Optimal Hiding with Partial Information of the Seeker's Route
For researchers in game theory and search problems, this provides a theoretical analysis of partial information and relocation in sequential search.
The paper studies a hide-and-seek game where the Hider can relocate the treasure after observing a prefix of the Seeker's route, with a switching cost. It derives upper bounds on the value of information and shows that Seeker awareness reduces the game value, with the benefit of relocation decreasing as switching cost increases or reveal occurs later.
We consider a hide-and-seek game between a Hider and a Seeker over a finite set of locations. The Hider chooses one location to conceal a stationary treasure, while the Seeker visits the locations sequentially along a route.
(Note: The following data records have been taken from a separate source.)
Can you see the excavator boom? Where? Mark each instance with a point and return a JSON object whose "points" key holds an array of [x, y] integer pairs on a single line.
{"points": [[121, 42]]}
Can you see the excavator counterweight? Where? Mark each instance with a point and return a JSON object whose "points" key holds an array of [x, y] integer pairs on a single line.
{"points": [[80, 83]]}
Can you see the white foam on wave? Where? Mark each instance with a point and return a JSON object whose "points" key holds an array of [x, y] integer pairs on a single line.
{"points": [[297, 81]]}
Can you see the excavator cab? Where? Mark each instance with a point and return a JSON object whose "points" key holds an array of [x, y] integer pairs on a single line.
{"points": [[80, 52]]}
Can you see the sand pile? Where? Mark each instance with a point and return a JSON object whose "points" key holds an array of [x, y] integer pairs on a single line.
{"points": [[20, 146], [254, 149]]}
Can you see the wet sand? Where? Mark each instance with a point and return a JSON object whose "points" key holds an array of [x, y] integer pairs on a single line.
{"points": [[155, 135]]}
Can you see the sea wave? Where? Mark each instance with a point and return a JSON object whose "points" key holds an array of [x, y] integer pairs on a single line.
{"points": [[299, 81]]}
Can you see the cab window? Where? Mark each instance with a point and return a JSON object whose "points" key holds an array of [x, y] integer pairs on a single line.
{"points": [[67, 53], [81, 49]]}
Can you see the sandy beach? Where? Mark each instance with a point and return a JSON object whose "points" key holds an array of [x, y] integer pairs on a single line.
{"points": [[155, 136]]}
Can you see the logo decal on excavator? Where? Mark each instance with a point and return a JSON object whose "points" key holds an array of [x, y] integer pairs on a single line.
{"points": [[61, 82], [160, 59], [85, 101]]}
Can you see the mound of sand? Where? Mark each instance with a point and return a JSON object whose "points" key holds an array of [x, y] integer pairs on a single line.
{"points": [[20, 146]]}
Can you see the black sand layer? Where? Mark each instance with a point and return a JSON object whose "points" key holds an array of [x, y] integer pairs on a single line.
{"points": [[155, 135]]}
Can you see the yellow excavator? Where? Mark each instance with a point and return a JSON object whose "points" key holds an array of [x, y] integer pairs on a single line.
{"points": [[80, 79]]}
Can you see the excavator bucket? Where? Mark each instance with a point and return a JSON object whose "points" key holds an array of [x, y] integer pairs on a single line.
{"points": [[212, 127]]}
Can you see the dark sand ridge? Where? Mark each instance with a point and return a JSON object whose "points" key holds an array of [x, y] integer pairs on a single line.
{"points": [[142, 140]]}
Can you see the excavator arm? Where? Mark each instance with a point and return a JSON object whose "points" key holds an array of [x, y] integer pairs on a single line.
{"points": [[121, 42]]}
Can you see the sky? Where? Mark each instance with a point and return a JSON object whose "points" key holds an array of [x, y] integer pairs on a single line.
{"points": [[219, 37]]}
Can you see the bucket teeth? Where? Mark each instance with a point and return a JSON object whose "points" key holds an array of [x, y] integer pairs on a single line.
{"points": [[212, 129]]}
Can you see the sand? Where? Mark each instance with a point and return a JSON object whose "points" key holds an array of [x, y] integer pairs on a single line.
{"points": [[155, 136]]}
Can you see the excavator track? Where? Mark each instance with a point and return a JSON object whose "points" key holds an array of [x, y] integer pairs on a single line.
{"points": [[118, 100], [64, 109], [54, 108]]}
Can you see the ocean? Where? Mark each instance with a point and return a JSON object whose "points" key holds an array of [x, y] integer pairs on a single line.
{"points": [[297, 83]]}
As the search progresses, the Hider observes a prefix of the Seeker's route. After observing this information, the Hider has the option to relocate the treasure at most once to another unvisited location by paying a switching cost. We study two seeker models. In the first, the Seeker is unaware of the fact that the Hider can relocate. In the second, the Seeker select its route while accounting for the possibility that the Hider observes its path and reallocates. For the restricted case, we define the value-of-information created by the reveal and derive upper bounds in terms of the switching cost using a worst-case evaluation over routes. We also show that seeker awareness reduces the game value, with the difference between the restricted and feedback models bounded by the entry-wise gap between the corresponding payoff matrices. Numerical examples show how this benefit decreases as the switching cost increases and as the reveal occurs later along the route.